Relation to Prior Work: Yes relevant prior work is discussed. In fact this is one of those works that have adequate related work discussions.

Reproducibility: Yes

Additional Feedback: Just address the concerns raised in the weakness box.

Review 4

Summary and Contributions: Paper describes a method to find diverse solutions of a (neural network) optimization problem by following eigenvectors of the Hessian. A pool of working solutions is maintained; for one of these eigenvectors corresponding to most negative eigenvalues are obtained with a power method; a particular eigenvector (identified by the rank order of its eigenvalue) is then followed. Experiments suggest that doing this yields useful solutions.

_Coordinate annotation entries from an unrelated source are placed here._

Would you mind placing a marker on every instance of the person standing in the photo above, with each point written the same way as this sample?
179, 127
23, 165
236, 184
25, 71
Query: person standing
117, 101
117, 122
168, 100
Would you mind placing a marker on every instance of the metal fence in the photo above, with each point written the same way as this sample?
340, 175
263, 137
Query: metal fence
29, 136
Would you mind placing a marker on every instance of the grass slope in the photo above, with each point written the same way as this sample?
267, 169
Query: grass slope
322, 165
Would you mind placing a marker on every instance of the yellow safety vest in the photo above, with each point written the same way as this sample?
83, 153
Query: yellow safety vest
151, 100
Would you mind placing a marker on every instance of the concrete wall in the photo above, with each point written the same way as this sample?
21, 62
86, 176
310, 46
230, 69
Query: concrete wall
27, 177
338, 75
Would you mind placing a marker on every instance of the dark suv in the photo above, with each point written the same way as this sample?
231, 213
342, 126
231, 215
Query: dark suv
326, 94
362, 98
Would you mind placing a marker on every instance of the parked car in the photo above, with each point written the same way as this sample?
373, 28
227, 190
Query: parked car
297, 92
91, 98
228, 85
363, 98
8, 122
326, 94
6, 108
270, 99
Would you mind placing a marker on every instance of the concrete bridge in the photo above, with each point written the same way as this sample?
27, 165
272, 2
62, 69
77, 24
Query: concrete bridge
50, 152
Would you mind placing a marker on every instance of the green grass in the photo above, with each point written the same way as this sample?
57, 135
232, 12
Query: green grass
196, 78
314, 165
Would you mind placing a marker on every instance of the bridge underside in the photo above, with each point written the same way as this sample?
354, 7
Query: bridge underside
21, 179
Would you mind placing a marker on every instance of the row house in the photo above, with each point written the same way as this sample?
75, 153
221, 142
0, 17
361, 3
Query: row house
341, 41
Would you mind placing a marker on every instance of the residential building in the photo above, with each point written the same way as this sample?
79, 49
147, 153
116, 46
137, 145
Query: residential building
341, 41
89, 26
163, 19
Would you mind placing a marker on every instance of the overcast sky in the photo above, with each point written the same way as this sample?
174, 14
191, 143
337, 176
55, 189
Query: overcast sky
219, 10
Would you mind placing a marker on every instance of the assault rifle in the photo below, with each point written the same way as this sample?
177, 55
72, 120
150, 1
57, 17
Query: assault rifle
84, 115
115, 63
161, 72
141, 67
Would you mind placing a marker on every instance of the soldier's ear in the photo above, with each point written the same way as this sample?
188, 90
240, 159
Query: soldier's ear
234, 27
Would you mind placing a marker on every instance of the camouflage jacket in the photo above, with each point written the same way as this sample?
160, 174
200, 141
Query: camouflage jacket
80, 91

Strengths: Experiments on zero-shot coordination involve a clever trick; keeping track of the "fingerprint" (indices of eigenvectors chosen at each branch point in the past) identifies compatible policies for the agents. This removes an inconvenient symmetry from the problem, and is a real strength. There is good experimental evidence that solutions for reinforcement learning are diverse.

Weaknesses: The main difficulty is that it isn't clear that the tremendous expense in finding the relevant eigenvectors is justified in general. The procedure described doesn't necessarily produce diverse solutions. I was unable to produce a theorem either way, but simple numerical experiments on random cubic polynomial cost functions in 2D suggest that sometimes ridge riding solutions diverge, and sometimes they converge. There isn't any math in the paper about this. Given this, one should ask: how would a less involved procedure for producing different descent directions behave? (for example, choose a direction at random, and flip its sign if it isn't a descent direction). One could reasonably expect that the diversity of solutions produced results from having multiple searches using distinct descent directions, rather than from the identity of the directions. Authors could fairly argue that this approach would not have the fingerprint tracking trick, but that doesn't really deal with the concern that there might be an easier way of getting distinct descent directions that does. For example, given the assumption that the eigenvectors of the Hessian don't rotate "too fast" as one moves (eg ll180 et seq), you could recover these eigenvectors very seldom, and maintain some identity based on projections of descent directions on these eigenvectors (which don't change too fast, 190-191).

Correctness: I believe paper to be correct

Clarity: Paper is clear

Relation to Prior Work: Yes

Reproducibility: Yes

Additional Feedback: ---- added post discussion process ----- I stand by review above, after discussion with other referees.